The report appears to contradict March assertions from state Sen. Chris Langemeier of Schuyler and others that the state has no authority to alter the controversial route of the Keystone XL through the Nebraska Sandhills and over the Ogallala Aquifer.

Winston, representing one of several opponent groups at a March 30 news briefing, said he didn't know if Langemeier, chairman of the Natural Resources Committee, had seen the six-page report originally directed to Terry.

Nor did Winston know what action Terry might have deemed appropriate after receiving the report. But he did say that several state senators, including one or more with proposed pipeline regulation bills stalled in the Natural Resources Committee, have seen the contents.

"I don't know what his role was in all this," Winston said of Terry's actions after getting the report.

Terry spokesman Charles Isom said Terry requested the report "for several elected officials" in the state.

Winston himself became aware of it last week in discussions with legislative staffers.

"I was shocked when I saw it was dated last fall," he said.

He called sudden awareness of its existence "very upsetting to all of us who have worked on this process."

Natural Resources Committee members Annette Dubas of Fullerton and Ken Haar of Malcolm submitted two of the three bills meant to assert some state control over the pipeline, intended to carry crude oil from Alberta to Gulf Coast refineries in the United States.

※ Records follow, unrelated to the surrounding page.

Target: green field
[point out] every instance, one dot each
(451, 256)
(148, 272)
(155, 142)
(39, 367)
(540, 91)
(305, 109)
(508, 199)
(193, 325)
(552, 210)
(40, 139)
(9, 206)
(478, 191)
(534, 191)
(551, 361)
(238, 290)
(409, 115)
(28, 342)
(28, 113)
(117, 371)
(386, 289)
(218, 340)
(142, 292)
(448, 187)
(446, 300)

A February public hearing appeared to show substantial public support for their efforts and for a third bill, designated as a priority bill by Sen. Kate Sullivan of Cedar Rapids and aimed at assigning strict liability to pipeline builder TransCanada for oil spills.

All three bills remain at the committee level as the Legislature moves into the second half of its 2011 session and debate picks up steam on other measures already advanced to the floor.

Langemeier, Dubas and Sullivan all said they're familiar with the contents of the report sought by Terry. None of them gave it the weight critics seemed to assign to it.

"There are people out there that think that siting means we can set an exact course for the pipeline," Langemeier said. "How do you know that?"